As it is, the onus is on us to beware. Some types of insurance are less consumer-friendly than others. Loopholes litter mobile phone policies. And pet insurance is so full of get-out clauses that, according to a recent report by comparison website money.co.uk, four in ten claims are rejected. This compares badly with the about one in eight travel claims and one in five home insurance claims turned down.
How dreadful that people who think they are doing the best for their animal may be buying, at great expense, a false sense of security. And how heartbreaking if they cannot afford care out of their own pocket.
Of course what pet insurers are keen to publicise are the feel-good stories. Remember that bleak four out of ten statistic when you see a glorious picture of a happy golden retriever who has had life-saving surgery paid for by an insurer.
Other insurers, as recently highlighted by Spectator Money, profit from inertia by charging over the odds at renewal.
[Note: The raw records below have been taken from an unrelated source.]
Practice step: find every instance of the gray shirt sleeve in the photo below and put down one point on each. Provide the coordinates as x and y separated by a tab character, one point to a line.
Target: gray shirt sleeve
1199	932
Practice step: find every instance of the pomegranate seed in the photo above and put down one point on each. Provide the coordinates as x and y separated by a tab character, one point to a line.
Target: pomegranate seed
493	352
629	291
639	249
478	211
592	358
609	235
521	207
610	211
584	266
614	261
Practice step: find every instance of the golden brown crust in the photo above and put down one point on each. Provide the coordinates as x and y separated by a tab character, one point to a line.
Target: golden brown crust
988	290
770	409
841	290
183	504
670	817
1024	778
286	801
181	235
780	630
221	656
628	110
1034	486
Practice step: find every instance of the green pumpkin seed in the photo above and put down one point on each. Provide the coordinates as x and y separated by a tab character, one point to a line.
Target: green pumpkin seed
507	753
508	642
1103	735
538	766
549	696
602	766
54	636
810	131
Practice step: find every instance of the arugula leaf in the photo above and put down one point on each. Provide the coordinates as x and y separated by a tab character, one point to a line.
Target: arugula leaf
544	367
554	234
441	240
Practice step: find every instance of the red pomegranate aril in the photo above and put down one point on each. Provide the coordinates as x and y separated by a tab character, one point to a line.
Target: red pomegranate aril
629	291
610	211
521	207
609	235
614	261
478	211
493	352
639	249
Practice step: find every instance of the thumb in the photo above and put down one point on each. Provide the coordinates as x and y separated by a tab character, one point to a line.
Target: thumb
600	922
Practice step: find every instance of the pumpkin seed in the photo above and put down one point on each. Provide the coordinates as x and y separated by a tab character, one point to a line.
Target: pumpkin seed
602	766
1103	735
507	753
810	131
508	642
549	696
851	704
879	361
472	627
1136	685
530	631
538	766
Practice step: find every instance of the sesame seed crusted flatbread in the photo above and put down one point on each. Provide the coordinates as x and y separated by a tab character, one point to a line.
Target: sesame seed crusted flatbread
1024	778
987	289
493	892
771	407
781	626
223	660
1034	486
Some offer new customers cheaper premiums. At particular risk are health policyholders who have had serious illnesses and worry that another insurer will not take them on.
And lots of us swell insurers' profits by not claiming because firms don’t give indications of how much our future premiums will rise if we do. Some of us even insure our no-claims protection, mistakenly believing it will stop our premiums rising.
In the absence of fiercer consumer protection, we have to get more hard-headed. Ask questions. Demand understandable answers. If you don’t get them go elsewhere.
Insurance can protect you, but only if you first protect yourself.
Lynne Bateson is a freelance writer and journalist. She was a national newspaper financial editor and consumer columnist.